The purchase component of the weekly MBA data reflected no bounce after the Nov 6th extension of the home buying tax credit. It fell 4.7% for the week and is lower for 6 straight weeks at the lowest since Nov ‘97 even as the average 30 yr mortgage rate fell to the lowest level since May at 4.83%. We should expect some fence sitters to come off now that the tax credit is alive thru the spring but if it doesn’t in the next few weeks it begs the question of how much demand was pulled forward. Oct Housing Starts are out today. Refi’s fell 1.4% but comes after large gains in the prior two weeks. ABC confidence rose 1 pt to a 6 week high led by the personal finance component which rose to an 11 week high. Ahead of the CPI report at 8:30, y/o/y CPI in Canada rose for the first time since May but in line with forecasts. Today’s y/o/y drop is expected to be the smallest over the past 7 months as the inflation comparisons get much easier. II said bears fell to the lowest since Aug.
While the US Treasury market is having another impressive day that is sending yields down to 3.32%, the lowest since Oct 8th on a closing basis, the 5 yr CDS in US government debt is rising today to 30 bps, the highest since July 29th when the 10 yr bond yield closed at 3.66%. It hasn’t fallen in two weeks and is now up 10 bps over the past month. It highlights the amazing performance of the US Treasury market in the face of it and in light of the well spoken about headwinds.
The Nat’l Assoc of Home Builders sentiment index for Nov was 17, 2 pts below expectations and flat with the Oct reading which was revised from 18. Present conditions remained unchanged but future expectations did rise 2 pts. Prospective Buyers Traffic remained punk at 13 for the 2nd straight month. The NAHB is clarifying that today’s release of the Nov sentiment figure did reflect the uncertainty of whether the home buying tax credit was going to be extended or not.
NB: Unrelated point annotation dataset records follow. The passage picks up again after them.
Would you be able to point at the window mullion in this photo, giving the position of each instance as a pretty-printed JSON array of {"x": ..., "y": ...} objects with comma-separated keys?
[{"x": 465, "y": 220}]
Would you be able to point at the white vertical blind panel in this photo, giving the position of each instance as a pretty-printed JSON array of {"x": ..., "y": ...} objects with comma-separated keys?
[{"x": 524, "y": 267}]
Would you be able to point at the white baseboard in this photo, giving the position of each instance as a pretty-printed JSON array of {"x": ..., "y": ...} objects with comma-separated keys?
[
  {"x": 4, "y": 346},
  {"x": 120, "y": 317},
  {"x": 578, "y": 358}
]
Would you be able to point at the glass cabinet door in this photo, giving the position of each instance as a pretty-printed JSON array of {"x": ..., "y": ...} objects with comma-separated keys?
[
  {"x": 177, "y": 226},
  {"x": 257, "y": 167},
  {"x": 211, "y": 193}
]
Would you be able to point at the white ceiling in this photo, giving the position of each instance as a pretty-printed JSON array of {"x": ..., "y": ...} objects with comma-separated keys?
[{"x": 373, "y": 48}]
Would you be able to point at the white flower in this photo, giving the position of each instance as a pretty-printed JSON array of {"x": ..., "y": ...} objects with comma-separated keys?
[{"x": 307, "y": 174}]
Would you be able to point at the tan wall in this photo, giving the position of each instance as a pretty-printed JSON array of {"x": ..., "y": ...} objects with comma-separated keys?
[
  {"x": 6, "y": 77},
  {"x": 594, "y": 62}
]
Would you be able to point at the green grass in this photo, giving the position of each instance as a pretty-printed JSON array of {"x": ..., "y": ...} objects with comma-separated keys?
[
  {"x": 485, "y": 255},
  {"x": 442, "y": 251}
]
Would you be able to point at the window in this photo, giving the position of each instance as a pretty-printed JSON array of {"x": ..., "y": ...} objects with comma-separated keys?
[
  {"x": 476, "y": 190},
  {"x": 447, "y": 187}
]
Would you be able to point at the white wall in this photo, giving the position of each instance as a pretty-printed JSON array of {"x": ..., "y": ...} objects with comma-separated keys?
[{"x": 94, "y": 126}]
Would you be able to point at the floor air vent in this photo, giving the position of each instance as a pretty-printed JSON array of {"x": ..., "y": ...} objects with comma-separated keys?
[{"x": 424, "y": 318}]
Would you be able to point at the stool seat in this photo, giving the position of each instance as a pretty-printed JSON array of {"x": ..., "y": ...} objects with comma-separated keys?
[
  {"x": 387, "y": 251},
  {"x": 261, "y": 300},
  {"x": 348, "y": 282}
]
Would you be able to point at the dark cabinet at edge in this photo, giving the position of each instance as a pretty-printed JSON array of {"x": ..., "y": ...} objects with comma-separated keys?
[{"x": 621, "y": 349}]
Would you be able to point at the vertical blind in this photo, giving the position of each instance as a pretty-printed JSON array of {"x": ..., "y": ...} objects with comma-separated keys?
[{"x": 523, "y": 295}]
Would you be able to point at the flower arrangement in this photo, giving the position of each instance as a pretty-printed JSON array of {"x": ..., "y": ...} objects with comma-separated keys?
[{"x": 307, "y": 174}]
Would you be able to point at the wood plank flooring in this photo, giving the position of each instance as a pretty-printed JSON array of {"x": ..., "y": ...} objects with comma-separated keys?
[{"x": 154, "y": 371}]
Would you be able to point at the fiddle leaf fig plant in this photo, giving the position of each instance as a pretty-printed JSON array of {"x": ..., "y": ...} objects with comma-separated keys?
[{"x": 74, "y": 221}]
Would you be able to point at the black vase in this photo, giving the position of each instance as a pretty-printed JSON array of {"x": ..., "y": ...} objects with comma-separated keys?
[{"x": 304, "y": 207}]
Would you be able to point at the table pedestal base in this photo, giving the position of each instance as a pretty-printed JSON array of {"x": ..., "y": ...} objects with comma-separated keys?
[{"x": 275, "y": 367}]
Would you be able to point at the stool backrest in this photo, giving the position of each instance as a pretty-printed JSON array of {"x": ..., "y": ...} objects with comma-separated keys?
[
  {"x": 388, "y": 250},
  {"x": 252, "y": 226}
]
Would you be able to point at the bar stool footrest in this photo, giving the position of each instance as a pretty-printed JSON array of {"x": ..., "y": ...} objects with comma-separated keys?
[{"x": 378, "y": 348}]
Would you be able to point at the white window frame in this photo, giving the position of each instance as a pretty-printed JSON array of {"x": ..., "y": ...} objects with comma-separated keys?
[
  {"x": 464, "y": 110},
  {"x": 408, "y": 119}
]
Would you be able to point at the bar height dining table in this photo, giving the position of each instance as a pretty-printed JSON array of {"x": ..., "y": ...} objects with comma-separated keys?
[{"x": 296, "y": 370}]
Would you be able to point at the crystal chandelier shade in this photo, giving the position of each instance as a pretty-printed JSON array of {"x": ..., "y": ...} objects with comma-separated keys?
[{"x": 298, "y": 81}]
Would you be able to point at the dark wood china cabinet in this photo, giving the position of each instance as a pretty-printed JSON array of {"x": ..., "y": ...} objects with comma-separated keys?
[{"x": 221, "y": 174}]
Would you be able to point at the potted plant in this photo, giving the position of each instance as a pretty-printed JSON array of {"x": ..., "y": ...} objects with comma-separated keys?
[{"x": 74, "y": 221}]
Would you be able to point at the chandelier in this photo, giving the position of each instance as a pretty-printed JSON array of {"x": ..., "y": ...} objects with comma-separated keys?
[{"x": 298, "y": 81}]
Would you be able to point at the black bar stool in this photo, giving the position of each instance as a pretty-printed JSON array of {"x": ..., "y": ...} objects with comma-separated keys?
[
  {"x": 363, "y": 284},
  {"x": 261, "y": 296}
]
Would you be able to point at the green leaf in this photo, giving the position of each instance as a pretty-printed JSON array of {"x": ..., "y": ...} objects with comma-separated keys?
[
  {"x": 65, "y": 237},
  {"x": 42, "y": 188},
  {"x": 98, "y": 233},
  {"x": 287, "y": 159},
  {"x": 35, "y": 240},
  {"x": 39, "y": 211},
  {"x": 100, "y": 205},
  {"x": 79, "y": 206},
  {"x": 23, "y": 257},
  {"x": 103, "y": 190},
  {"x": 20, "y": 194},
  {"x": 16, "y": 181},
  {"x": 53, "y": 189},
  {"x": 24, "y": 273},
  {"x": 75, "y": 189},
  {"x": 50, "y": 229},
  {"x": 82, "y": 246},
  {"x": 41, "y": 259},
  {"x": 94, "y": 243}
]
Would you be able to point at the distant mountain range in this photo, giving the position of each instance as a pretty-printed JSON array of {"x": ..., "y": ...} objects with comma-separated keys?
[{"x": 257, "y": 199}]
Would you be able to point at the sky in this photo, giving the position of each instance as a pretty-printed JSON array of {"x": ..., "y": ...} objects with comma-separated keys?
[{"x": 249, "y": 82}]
NAHB Chairman said “When the HMI survey was conducted at the beginning of this month, home builders were facing the imminent expiration of the $8,000 first time home buyer tax credit at the end of Nov, with no guarantee that this valuable buyer incentive would be extended.” The NAHB Chief Economist said “today’s report confirms that home builders and buyers were in something of a holding pattern in early Nov as the anticipated expiration of the tax credit drew near and congressional action had not yet taken place to address this.” He did though also attribute the weakness to “the challenges that builders are facing in obtaining credit for new housing production and appropriate appraisal values for their homes continued to worsen.”
NYPost CARTOON
I send this to NOT make any political statement whatsoever because George Bush’s face can be superimposed on Obama’s and the cartoon will still have the same impact. I send it to highlight that relying on foreigners to finance half of our debts can last without consequence until it doesn’t. It also highlights the importance of growing the savings rate in the US as this pool of savings can be used for investment so we can rely less on the kindness of strangers.